DIGITAL LIBRARY
TOWARDS A RESULT-DRIVEN INTELLIGENT TUTORING SYSTEM
Accademia Navale di Livorno (ITALY)
About this paper:
Appears in: ICERI2010 Proceedings
Publication year: 2010
Pages: 3819-3828
ISBN: 978-84-614-2439-9
ISSN: 2340-1095
Conference name: 3rd International Conference of Education, Research and Innovation
Dates: 15-17 November, 2010
Location: Madrid, Spain
Abstract:
In two recent papers we exploited the distinction between solutions and results to obtain computer-based problem-solving environments where the student is gently guided to find his own solution instead of being forced to reproduce a teacher's solution. In particular, we designed two such environments for teaching problem-solving with spreadsheets and for database querying. In a later paper we analyzed the methodology in detail, showing how to generalize it to obtain problem-solving teaching environments for other topics such as physics, computer programming and interactive geometry. Concerning physics and computer programming this is now work in progress.

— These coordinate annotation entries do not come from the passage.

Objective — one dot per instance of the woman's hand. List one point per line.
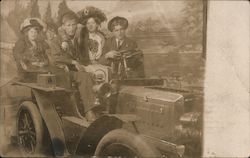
(65, 46)
(112, 54)
(24, 66)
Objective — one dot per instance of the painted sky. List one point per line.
(129, 9)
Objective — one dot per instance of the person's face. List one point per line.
(92, 25)
(119, 32)
(50, 34)
(32, 34)
(70, 27)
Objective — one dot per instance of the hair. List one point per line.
(97, 20)
(69, 16)
(25, 31)
(118, 22)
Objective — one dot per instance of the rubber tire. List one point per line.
(37, 121)
(121, 136)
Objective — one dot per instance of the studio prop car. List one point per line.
(139, 117)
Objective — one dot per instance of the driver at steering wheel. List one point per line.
(118, 43)
(72, 57)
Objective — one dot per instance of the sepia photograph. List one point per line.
(102, 78)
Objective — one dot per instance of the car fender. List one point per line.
(94, 133)
(52, 122)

In this paper we report on a new development with the problem-solving environment for database querying. Allowing a deep automatic analysis of the teacher's solution, this environment can be turned into a type of computer-based tutor, able to suggest hints and to assess student's solving efforts.

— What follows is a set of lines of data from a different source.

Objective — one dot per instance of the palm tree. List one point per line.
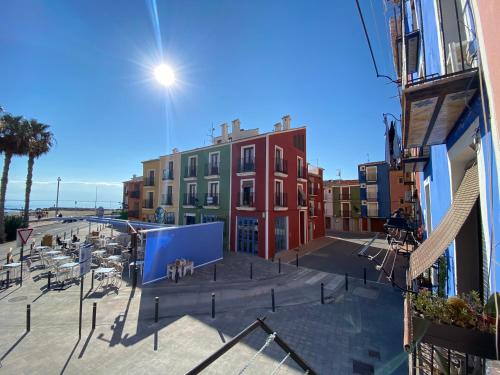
(12, 142)
(39, 141)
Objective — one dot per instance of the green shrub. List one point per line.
(12, 223)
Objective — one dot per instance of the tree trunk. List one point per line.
(3, 192)
(29, 181)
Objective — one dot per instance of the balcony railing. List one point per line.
(281, 166)
(301, 172)
(149, 181)
(133, 213)
(212, 169)
(190, 199)
(190, 171)
(166, 200)
(281, 200)
(246, 165)
(168, 175)
(211, 199)
(246, 199)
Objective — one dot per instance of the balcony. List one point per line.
(148, 204)
(281, 166)
(281, 200)
(168, 175)
(212, 169)
(211, 200)
(166, 200)
(190, 172)
(437, 85)
(301, 172)
(190, 199)
(149, 181)
(246, 200)
(415, 159)
(246, 165)
(133, 214)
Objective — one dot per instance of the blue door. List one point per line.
(248, 235)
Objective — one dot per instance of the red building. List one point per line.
(132, 196)
(269, 191)
(316, 202)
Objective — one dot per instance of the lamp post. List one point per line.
(57, 196)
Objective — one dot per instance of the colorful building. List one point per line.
(374, 195)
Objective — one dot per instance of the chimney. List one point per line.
(236, 126)
(286, 122)
(224, 132)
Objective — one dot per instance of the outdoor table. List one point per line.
(105, 273)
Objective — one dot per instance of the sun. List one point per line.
(164, 75)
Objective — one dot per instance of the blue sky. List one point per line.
(85, 68)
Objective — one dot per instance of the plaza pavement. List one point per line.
(361, 324)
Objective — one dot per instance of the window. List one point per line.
(371, 173)
(371, 192)
(372, 209)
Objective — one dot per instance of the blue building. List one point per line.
(375, 195)
(447, 140)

Regarding the hints, many of them are automatically obtained by thoroughly parsing the teacher's solutions SQL code. They range from simple aspects such as: "which tables are involved in the query", to more sophisticated ones such as: "is a table used more than once". The teacher can adjust such automatic hints, add his own or even create "structured hints" such as partial solutions given as graphical Query-By-Example layouts.
Concerning the automatic assessment, this is obtained following the result-driven approach by automatically comparing student's results and the expected ones coming from the teacher's solution. An evaluation module automatically assigns a score to the student's solution, by comparing results on a range of significant input data. Hints can be naturally exploited to refine the automatic assessment. Indeed, each hint is given a "cost" so, when the student asks for one, the score is diminished by the corresponding cost. In this way the student gets a fair and impartial evaluation of his overall performance and is able to tailor the problem to his own skill and competency.
We report the results of this work and how it may enhance both lab classes and self study.
Keywords:
Technology, educational software, learning and teaching methodologies.